Smus recommends developing separate UIs for three different device classes:

  1. mobile phones (small screen width + touch)
  2. tablets (large screen width + touch)
  3. desktops (no touch)

He suggests using device width and whether the device is touch enabled to distinguish between these device classes. How reasonable are these criteria?

As one of the commenters mentions, hindsight is 20/20. We live in an era of touchscreen desktop Windows 8 computers, and they don't appear to be going anywhere. We can no longer assume that lack of touch support equals desktop or vice versa. One of my big takeaways from this whole investigation is that all controls should be designed to be touch friendly.

What about the small screen/large screen divide? As I wrote in my previous post, we now have many large phones and small tablets such that the height of a large phone can easily exceed the width of a tablet. I still think a line can be drawn somewhere and I do think that it is useful to design a mobile friendly version of a webapp. But that line is continually moving and blurring.

Okay, now that we have 3 device classes (personally I only see two: mobile and desktop), what does Smus recommend for detecting and serving up these different experiences? Smus compares doing server side and client side detection and comes down on client side detection, mostly because it is feature detection based (more future proof) instead of user agent based. I agree there.

Smus suggests using Device.js (apparently one of his open source projects) to do this client side detection.

He also suggests using a MVC framework and only making separate View classes for the difference device classes. This allows you to get a lot of reuse while also being able to fully tailor the UI for a particular device class.

Overall, I'm impressed with this approach. If your application is best implemented with a different UI on mobile versus desktop, I think this is probably the best approach. Responsive Web Design seems to be a good fit only when the UI is basically the same on mobile and desktop with only the layout needing to be a little different. For example, at Walker Information, we have a survey application. On mobile and on desktop, the essential UI is the same, with only layout differing. Each page has a list of questions and controls for providing answers, with Back and Next buttons to navigate through the survey. This is a good candidate for being designed responsively. As a counter example, consider something like a webapp for MailChimp. On desktop it might be optimized for creating emails and setting up campaigns whereas on mobile the UI might be quite different and be focused on monitoring open rates, bounceback rates, etc. In this case, having two completely different apps would be a better fit.

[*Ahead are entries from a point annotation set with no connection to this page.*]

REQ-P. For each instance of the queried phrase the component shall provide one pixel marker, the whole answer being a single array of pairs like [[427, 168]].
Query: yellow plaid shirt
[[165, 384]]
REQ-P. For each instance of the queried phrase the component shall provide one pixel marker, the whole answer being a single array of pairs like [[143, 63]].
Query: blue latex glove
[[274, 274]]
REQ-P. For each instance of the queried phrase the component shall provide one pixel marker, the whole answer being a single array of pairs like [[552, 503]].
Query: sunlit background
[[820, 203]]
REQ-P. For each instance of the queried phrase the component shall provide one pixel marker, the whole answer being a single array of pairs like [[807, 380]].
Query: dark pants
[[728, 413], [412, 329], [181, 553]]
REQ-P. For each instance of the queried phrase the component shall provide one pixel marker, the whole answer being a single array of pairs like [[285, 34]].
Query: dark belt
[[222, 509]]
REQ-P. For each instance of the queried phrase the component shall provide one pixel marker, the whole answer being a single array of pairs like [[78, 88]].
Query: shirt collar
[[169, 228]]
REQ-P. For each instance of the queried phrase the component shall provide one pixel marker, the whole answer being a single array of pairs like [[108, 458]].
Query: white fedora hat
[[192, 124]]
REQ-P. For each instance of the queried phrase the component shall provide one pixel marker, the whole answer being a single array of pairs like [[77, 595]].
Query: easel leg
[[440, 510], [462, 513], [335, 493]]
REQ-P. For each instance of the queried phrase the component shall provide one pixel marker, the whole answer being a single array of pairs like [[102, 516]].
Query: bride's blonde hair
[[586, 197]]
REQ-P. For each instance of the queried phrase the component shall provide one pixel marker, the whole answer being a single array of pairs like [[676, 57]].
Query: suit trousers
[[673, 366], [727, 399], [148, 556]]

There are some downsides with this separate app for device classes approach:

  • If the device class is part of the URL then bookmarks, shared links would include it as part of the URL. It would be nice to have canonical URLs.
  • Separate views for the device classes is extra work and has its own maintenance overhead
  • Doesn't respond to orientation changes or browser resizing
    • However, it would be possible to combine both approaches. You might create a separate view for the mobile device class that itself uses media queries to adjust the UI between phone-like sizes and tablet-like sizes.

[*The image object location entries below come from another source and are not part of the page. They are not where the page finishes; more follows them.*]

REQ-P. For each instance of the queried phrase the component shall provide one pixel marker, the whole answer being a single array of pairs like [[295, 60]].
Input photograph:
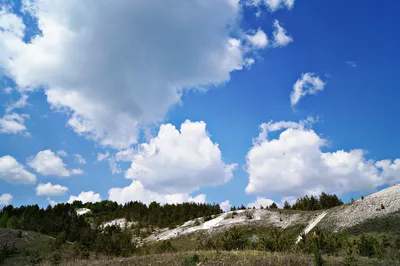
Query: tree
[[273, 206], [55, 259], [233, 240]]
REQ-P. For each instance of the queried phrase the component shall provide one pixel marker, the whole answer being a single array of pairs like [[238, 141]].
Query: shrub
[[165, 247], [207, 245], [367, 246], [318, 260], [191, 260], [349, 260], [35, 257], [55, 259], [233, 239]]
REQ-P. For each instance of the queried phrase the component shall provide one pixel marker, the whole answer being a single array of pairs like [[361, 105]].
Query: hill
[[365, 231]]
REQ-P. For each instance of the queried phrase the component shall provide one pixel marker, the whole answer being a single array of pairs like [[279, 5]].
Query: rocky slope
[[336, 219]]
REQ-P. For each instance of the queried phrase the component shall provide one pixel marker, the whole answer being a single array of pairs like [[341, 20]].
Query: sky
[[218, 101]]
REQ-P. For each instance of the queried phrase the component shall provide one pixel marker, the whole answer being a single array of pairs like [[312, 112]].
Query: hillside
[[377, 205], [365, 230]]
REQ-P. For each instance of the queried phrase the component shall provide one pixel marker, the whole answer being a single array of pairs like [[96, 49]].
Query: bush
[[55, 259], [165, 247], [233, 240], [2, 256], [318, 260], [191, 260], [35, 257], [367, 246]]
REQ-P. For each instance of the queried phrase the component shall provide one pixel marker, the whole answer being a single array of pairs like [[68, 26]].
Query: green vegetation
[[57, 236]]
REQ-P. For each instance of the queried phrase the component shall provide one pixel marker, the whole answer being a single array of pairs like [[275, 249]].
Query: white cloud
[[225, 206], [273, 5], [79, 159], [5, 199], [351, 63], [50, 190], [7, 90], [280, 35], [51, 202], [62, 153], [137, 192], [88, 196], [260, 202], [133, 71], [47, 163], [293, 164], [259, 39], [13, 172], [180, 161], [308, 84], [13, 124], [22, 102], [125, 155], [102, 156]]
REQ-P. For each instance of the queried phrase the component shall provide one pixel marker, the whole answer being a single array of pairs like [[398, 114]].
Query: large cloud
[[5, 199], [48, 163], [308, 84], [85, 197], [293, 164], [50, 190], [137, 192], [180, 161], [118, 66], [13, 172], [13, 123]]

On a closing note, there is one other thing I like about Smus' approach. He recommends having links in the app to the different device classes. This way if you are on a mobile phone and really want the desktop view, you can get to it. I think this is in line with the thinking from the last blog post that challenges the consensual hallucination that we as web developers tend to participate in. Our assumption about what is mobile, what is a desktop computer are being challenged all the time. It would be good to make fewer assumptions. Letting a user switch to a non-default device class, to me, fits in with that line of thinking. We only have a limited understanding of the kinds of devices that exist today. Hopefully the devices that arrive in the future will surprise us and challenge our assumptions. And hopefully our webapps will be ready.

Additional Resources:

  • Really liked this post by Brad Frost that Smus links to. He makes the point that while media queries are great, the most important thing to optimize on mobile is performance.